With the widespread use of social media, crowdfunding and other amazing donor retention tools, it’s easier than ever to find and engage with donors online.
As more nonprofits look to the power of the Internet for greater fundraising results, they must distinguish themselves from the noise and competition while staying true to their mission. At the same time, donors want to give to legitimate organizations and know that their money is going to the right place.
One clear way to communicate your charity’s worth to your donors is through compliance with state charitable solicitation regulations.
Most states regulate fundraising, and 41 states require charities to register with the state to solicit donations. Charitable solicitation registration is separate from your federal 501(c)(3) exemption, and if you solicit in any of these 41 states, it is required before you even ask for donations! Charities that fundraise online should pay special attention because they are technically soliciting donations nationwide.
The value of charitable solicitation compliance is twofold. First, you stay on the right side of state and IRS law. Nonprofits are highly regulated, and for good reason, as government agencies want to make sure only legitimate charities are soliciting funds from and serving the public. Charities that fail to meet basic compliance requirements can receive penalties ranging from fines all the way to revocation of their right to solicit.
Second, and perhaps more importantly, is the reassurance you can give your donors. Fundraising laws are in place to protect donors, but it is your donors themselves who need to feel connected with your mission and trust you with their donation (or investment, depending who you ask). In addition to the many online tools available to donors, most states maintain databases where your donors can see whether your charity is registered. At the same time, your donors can see if you are current, under government scrutiny, and can get a better sense of where their donation actually goes.
While you may think your charity’s mission is the best thing since sliced bread, you still have to cut through the noise. Here are a few tips that can make your donors’ decision to give a bit easier, especially if you are reaching them impersonally online:
1. Register to solicit donations in the state in which the charity is based (usually the state of incorporation). For many small and medium sized charities, this is where many of your board members and donors reside, and where most of your fundraising activities take place.
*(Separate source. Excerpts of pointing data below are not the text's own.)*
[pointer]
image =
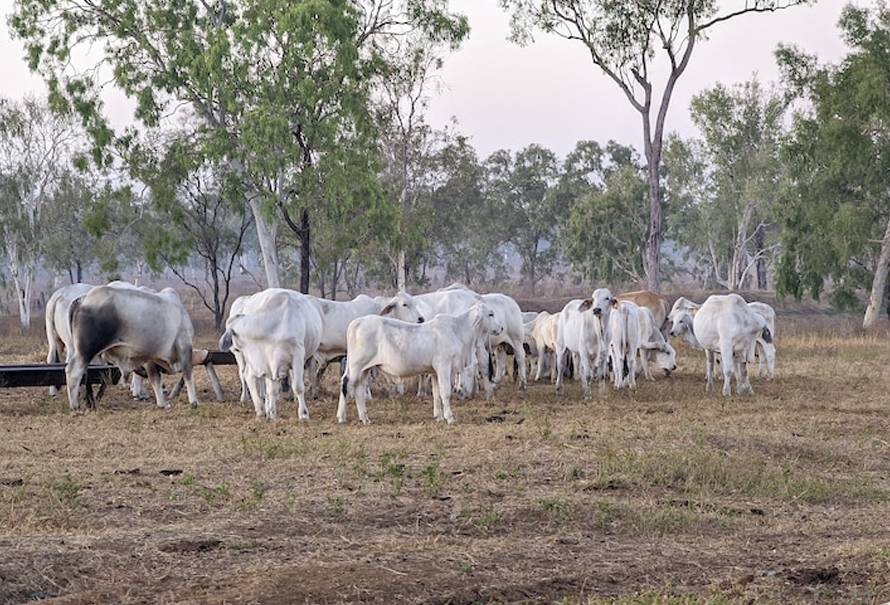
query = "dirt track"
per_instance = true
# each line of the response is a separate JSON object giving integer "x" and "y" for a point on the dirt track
{"x": 783, "y": 497}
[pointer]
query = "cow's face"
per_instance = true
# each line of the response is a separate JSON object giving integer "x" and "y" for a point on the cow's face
{"x": 600, "y": 303}
{"x": 667, "y": 359}
{"x": 403, "y": 306}
{"x": 487, "y": 319}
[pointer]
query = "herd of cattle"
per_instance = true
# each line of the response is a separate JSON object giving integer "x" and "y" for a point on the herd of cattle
{"x": 455, "y": 340}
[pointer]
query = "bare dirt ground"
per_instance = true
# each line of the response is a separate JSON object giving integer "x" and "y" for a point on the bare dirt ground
{"x": 665, "y": 495}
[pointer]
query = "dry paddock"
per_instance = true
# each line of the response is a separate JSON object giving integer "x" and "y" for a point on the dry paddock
{"x": 664, "y": 495}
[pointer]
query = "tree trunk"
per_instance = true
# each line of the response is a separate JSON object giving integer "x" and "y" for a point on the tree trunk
{"x": 879, "y": 283}
{"x": 267, "y": 236}
{"x": 23, "y": 285}
{"x": 653, "y": 252}
{"x": 305, "y": 257}
{"x": 401, "y": 272}
{"x": 334, "y": 280}
{"x": 759, "y": 244}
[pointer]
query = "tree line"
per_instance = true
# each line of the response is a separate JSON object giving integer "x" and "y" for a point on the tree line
{"x": 299, "y": 130}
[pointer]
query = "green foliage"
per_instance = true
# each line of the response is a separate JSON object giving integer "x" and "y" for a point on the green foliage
{"x": 607, "y": 229}
{"x": 838, "y": 155}
{"x": 724, "y": 187}
{"x": 524, "y": 186}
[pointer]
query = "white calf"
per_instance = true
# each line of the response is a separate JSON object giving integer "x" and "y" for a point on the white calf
{"x": 583, "y": 331}
{"x": 276, "y": 332}
{"x": 440, "y": 345}
{"x": 724, "y": 324}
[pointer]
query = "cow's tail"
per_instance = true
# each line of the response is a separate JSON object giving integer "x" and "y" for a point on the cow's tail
{"x": 73, "y": 310}
{"x": 767, "y": 335}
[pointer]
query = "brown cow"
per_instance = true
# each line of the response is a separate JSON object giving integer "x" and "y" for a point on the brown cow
{"x": 650, "y": 300}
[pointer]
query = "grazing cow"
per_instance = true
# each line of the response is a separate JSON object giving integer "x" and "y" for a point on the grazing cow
{"x": 441, "y": 345}
{"x": 657, "y": 349}
{"x": 656, "y": 303}
{"x": 456, "y": 299}
{"x": 625, "y": 343}
{"x": 583, "y": 331}
{"x": 633, "y": 334}
{"x": 336, "y": 317}
{"x": 727, "y": 326}
{"x": 766, "y": 351}
{"x": 277, "y": 331}
{"x": 542, "y": 339}
{"x": 236, "y": 310}
{"x": 58, "y": 323}
{"x": 131, "y": 328}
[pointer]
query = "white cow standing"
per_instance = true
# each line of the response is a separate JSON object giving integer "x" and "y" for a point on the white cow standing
{"x": 457, "y": 299}
{"x": 336, "y": 317}
{"x": 441, "y": 345}
{"x": 58, "y": 323}
{"x": 634, "y": 336}
{"x": 727, "y": 326}
{"x": 583, "y": 331}
{"x": 766, "y": 351}
{"x": 276, "y": 332}
{"x": 131, "y": 328}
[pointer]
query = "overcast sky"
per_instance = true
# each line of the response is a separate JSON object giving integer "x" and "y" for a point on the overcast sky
{"x": 505, "y": 96}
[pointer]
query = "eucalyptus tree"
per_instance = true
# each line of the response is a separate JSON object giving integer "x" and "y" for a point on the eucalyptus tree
{"x": 626, "y": 41}
{"x": 37, "y": 147}
{"x": 836, "y": 218}
{"x": 275, "y": 86}
{"x": 732, "y": 177}
{"x": 525, "y": 185}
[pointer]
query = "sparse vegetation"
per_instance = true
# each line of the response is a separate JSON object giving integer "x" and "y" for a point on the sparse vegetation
{"x": 668, "y": 495}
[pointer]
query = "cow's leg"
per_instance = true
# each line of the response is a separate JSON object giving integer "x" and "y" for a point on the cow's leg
{"x": 188, "y": 375}
{"x": 254, "y": 384}
{"x": 346, "y": 389}
{"x": 297, "y": 385}
{"x": 485, "y": 365}
{"x": 709, "y": 369}
{"x": 727, "y": 359}
{"x": 519, "y": 354}
{"x": 437, "y": 401}
{"x": 560, "y": 366}
{"x": 360, "y": 399}
{"x": 74, "y": 371}
{"x": 53, "y": 357}
{"x": 500, "y": 365}
{"x": 242, "y": 376}
{"x": 137, "y": 388}
{"x": 743, "y": 384}
{"x": 157, "y": 385}
{"x": 273, "y": 388}
{"x": 586, "y": 373}
{"x": 443, "y": 381}
{"x": 632, "y": 367}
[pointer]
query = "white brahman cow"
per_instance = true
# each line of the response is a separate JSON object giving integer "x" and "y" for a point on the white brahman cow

2. If you fundraise online, be sure to register in select states before you ask for donations. A charitable solicitation license from the state of Illinois will do you little good in Wisconsin. At the same time, fundraising online means you must comply with applicable requirements nationwide.
3. Include disclosure statements on all your fundraising solicitations. Not only are they required by law in 24 states, but your donors can use them to find more information about your organization.
4. Include proof of 501(c) exemption and charitable registration in your solicitation “packets.” Your staff and fundraising footsoldiers probably have stories, pictures, and compelling materials to show prospects. Without the “legal stuff,” however, you may find your meeting with a donor cut short.
5. Don’t forget to really, truly thank your donors. Compliance isn’t flashy, but it absolutely helps demonstrate your nonprofit’s credibility and responsibility. However, both before and after your donors give, they need to feel engaged with and inspired by the work your charity does. When they do make that investment in you, return the favor. Sending a handwritten thank-you note goes a long way.
Your donors are busy people, so it’s time to make their decision to give as easy as you can. You already know how to tell stories, ask for donations, and manage donor communications and follow-ups. By staying compliant, you reassure prospective donors that your cause is legitimate and that their money goes exactly where it should. And if your donors feel good about giving to you, what more could you want?